Researchers also found that fewer than one in 20 American businesses can be defined as "high growth," achieving employment growth rates of at least 15 percent per year from 1992 to 1997. Only 4.7 percent of all businesses that existed in 1991 grew at least 15 percent per year or at least doubled their employment every year from 1992 until 1997.

Because news organizations and stock market analysts often fixate on high-growth companies in the technology sector, the relative paucity of such organizations in the broader economy shocked researchers.

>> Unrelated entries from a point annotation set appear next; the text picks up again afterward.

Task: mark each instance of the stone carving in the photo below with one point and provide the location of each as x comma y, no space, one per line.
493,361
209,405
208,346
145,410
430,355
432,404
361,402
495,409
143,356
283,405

"The New Economy is often depicted as a handful of companies in a few select cities creating significant but sometimes short-lived wealth," said Patrick Von Bargen, NCOE executive director. "Our report...shows that nearly every American city contains companies that are creating jobs at an extraordinary pace, and that span a diverse range of industry sectors."

Another surprise: San Jose, Calif.--considered the epicenter of the nation's technology industry--received an NCOE "growth company index" rating of 178. That's not bad, but it's a far cry from the 200 rating that Provo received. In fact, the lowest score that any Utah region received was higher than any California region. Logan, Utah, received 195--the worst performer in the land-locked "Beehive State."

The Washington-based NCOE says its report, "Mapping America's Entrepreneurial Landscape," is the first to measure employment growth in every labor market tracked by the U.S. Census Bureau. The complete rankings and color-coded map are available at the NCOE's Web site.